Eat Your Greens: What your grandparents knew about arugula | The Source Weekly - Bend, Oregon

Eat Your Greens: What your grandparents knew about arugula

Every spring, right around daylight savings, my anxiety over cooking winter's hearty greens reaches its apex. I'm eager for asparagus, morels, English peas, tomatoes and corn. Roughly 25 dinners separate winter and springtime in my kitchen. Stores have artichokes from far-flung locales tempting me with spring flavors at designer prices. But if I can make the most of winter's bounty, you can too.

Push through those last winter dinners because cruciferous vegetables - kale, spinach, mustard greens, collard greens, cabbage, arugula and rapini - are what the body needs to fend off illness now and throughout our lives. Bold, leafy greens are rich in beta-carotene, vitamin K, vitamin C, lutein, zeaxanthin and reasonably rich in calcium. Among other things, eating leafy greens reduces the risk of macular degeneration. Greens contain antioxidant and cancer-fighting properties, improving blood clotting and strengthening bones. Doctors and grandparents have praised the brassica family for generations. You might be new to eating greens or tired of the same old dish. Adding them to one or two meals a week will improve your health in the long run and there are many possibilities. Chop greens into a scramble, add to a couscous/quinoa/bulgar wheat pilaf, sauté with pasta and sausage, add to the layers of lasagna, or my favorite, sauté with bacon, sea salt, fresh cracked pepper and a liberal shaving of Parmigiano Reggiano.

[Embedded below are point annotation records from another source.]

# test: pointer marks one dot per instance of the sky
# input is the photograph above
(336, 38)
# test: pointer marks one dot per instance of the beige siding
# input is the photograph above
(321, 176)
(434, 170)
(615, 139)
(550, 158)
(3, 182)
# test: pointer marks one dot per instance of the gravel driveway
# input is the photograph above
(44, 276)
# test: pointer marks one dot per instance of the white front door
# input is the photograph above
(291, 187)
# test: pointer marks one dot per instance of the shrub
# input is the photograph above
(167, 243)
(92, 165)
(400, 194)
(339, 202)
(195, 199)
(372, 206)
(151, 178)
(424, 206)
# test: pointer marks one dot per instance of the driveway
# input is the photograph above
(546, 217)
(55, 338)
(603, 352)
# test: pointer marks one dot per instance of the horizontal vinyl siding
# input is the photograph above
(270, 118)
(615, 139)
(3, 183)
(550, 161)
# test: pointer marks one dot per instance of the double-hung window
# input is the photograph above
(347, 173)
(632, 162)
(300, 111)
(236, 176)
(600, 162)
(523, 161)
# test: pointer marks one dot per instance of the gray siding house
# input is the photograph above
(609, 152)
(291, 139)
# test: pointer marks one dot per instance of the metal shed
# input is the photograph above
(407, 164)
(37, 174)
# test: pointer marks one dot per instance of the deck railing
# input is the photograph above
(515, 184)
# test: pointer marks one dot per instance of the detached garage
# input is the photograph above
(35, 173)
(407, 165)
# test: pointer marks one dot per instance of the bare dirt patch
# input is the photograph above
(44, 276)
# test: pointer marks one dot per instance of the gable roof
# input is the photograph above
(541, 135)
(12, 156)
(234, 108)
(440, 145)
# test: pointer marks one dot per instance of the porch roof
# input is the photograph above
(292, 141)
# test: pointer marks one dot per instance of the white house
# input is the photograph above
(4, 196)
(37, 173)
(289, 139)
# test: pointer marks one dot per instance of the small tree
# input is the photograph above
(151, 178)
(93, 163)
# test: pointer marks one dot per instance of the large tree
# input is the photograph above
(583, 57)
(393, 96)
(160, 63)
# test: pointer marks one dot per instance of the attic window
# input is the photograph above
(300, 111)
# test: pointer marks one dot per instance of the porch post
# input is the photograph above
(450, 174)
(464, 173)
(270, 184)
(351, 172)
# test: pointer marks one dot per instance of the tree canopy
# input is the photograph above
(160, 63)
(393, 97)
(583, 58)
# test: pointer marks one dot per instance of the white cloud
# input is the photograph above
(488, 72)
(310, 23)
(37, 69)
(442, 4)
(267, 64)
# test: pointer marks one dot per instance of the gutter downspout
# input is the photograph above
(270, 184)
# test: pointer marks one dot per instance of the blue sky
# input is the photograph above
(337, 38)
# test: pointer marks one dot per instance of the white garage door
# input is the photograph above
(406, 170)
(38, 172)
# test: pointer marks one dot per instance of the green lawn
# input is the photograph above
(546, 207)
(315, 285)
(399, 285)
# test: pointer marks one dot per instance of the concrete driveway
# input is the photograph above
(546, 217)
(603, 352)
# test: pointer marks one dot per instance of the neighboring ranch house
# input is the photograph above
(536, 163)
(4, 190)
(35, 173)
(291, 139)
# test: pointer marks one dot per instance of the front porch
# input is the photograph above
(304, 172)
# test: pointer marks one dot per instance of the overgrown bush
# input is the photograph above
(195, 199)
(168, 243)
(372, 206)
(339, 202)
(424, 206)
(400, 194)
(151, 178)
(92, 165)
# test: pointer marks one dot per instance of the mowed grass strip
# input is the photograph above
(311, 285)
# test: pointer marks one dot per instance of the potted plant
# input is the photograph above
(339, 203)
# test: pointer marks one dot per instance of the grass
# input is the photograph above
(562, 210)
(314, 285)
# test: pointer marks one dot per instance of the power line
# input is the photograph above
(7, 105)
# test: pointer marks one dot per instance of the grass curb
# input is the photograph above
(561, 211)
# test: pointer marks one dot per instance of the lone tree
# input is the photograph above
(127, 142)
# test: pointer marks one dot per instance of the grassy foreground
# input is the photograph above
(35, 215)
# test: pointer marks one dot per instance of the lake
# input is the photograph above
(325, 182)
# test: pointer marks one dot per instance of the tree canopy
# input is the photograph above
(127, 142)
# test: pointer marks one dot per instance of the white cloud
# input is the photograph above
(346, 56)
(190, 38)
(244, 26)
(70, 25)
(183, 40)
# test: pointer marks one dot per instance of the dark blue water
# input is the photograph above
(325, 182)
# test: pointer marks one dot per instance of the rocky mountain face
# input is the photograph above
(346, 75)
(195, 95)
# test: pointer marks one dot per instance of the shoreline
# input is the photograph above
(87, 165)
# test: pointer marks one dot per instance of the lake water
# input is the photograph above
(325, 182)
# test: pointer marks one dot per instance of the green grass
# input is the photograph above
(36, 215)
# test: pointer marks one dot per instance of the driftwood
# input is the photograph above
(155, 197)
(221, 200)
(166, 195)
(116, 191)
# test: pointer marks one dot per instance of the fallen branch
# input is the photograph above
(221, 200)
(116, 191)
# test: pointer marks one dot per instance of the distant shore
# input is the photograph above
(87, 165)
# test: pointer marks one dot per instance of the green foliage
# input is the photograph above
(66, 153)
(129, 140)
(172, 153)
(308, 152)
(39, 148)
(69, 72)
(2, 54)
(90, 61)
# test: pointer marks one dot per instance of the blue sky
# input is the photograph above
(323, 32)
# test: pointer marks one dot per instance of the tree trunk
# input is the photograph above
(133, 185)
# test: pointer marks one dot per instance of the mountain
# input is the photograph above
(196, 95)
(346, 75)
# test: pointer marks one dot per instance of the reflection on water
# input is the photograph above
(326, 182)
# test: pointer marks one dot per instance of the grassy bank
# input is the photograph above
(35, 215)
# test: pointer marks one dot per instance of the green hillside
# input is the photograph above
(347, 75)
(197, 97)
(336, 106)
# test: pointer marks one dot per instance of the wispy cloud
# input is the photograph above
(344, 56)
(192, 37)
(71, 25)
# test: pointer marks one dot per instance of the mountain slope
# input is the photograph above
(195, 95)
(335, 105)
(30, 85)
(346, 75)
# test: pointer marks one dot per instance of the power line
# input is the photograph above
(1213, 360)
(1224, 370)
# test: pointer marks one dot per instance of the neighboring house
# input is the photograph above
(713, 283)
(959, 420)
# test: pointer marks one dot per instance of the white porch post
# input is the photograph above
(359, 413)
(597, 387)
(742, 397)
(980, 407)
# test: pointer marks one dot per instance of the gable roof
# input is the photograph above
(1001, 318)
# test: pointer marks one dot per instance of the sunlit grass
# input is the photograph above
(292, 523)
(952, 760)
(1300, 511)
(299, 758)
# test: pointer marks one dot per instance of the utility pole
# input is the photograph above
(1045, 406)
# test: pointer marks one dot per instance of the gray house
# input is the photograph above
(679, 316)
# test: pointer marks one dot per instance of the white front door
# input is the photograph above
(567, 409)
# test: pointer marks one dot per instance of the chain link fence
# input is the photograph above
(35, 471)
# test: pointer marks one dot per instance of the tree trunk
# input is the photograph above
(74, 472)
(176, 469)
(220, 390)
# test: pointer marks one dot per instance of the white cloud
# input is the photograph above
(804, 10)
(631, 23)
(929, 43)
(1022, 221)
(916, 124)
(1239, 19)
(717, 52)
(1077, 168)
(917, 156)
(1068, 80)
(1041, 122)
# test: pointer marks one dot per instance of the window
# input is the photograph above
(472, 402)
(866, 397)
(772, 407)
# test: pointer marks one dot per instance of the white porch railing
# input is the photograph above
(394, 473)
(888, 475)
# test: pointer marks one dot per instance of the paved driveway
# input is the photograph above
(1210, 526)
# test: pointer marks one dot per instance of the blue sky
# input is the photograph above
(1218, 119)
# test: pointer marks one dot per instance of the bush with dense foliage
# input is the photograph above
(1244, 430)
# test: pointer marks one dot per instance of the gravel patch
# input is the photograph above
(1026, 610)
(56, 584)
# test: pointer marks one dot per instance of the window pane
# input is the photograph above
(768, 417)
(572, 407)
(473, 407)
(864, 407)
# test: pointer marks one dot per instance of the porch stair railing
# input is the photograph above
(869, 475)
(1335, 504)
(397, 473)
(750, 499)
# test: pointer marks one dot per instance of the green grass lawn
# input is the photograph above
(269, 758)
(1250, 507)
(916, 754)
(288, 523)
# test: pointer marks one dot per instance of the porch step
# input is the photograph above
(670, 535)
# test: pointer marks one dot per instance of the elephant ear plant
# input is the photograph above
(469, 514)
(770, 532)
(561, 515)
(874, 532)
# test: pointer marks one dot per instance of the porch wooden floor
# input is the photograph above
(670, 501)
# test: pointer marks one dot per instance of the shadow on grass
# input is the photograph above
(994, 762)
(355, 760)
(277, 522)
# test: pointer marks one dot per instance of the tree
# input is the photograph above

A few reminders. Picking greens is sort of like picking a partner, choose fresh, lively, healthy looking greens with few imperfections. Storing greens has nothing to do with partners, store greens, unwashed, in the coldest part of your fridge. Eat within a few days of purchase.

On Sunday, the first night of daylight savings, I tried out the following recipe. I omitted the mozzarella and in lieu of water used a half-cup of red wine. The onions were a light purple, adding more color, and a slightly bolder flavor to the sauce.

Gnocchi with Kale
and White beans

2 tbsp extra-virgin olive oil

1 16-oz package shelf-stable gnocchi

1 medium yellow onion or shallot, thinly sliced

4 cloves garlic, minced

1/2 cup water (or wine)

6 cups chopped lacinato kale leaves (roughly 1 bunch)

1 15-oz can diced tomatoes with Italian seasonings

1 15-oz can white beans, rinsed

1/2 cup shredded part-skim mozzarella cheese

1/4 cup finely shredded Parmesan cheese

Freshly ground pepper and salt to taste


1. Heat 1 tablespoon of oil in a deep skillet over medium heat. Add gnocchi and cook, stirring often, until plumped and starting to brown, 5 to 7 minutes. Transfer to a bowl.

2. Add the remaining 1-teaspoon of oil and onion to the pan and cook, stirring, over medium heat, for 2 minutes. Stir in garlic and water. Cover and cook until the onion is soft, 4 to 6 minutes. Reduce the liquid to only a tablespoon or two. Add greens and cook, stirring, until starting to wilt, 1 to 2 minutes. Season with salt and pepper. Stir in tomatoes, beans and bring to a simmer. Stir in the gnocchi. Cover and heat gnocchi thoroughly. Serve. Garnish with cheese.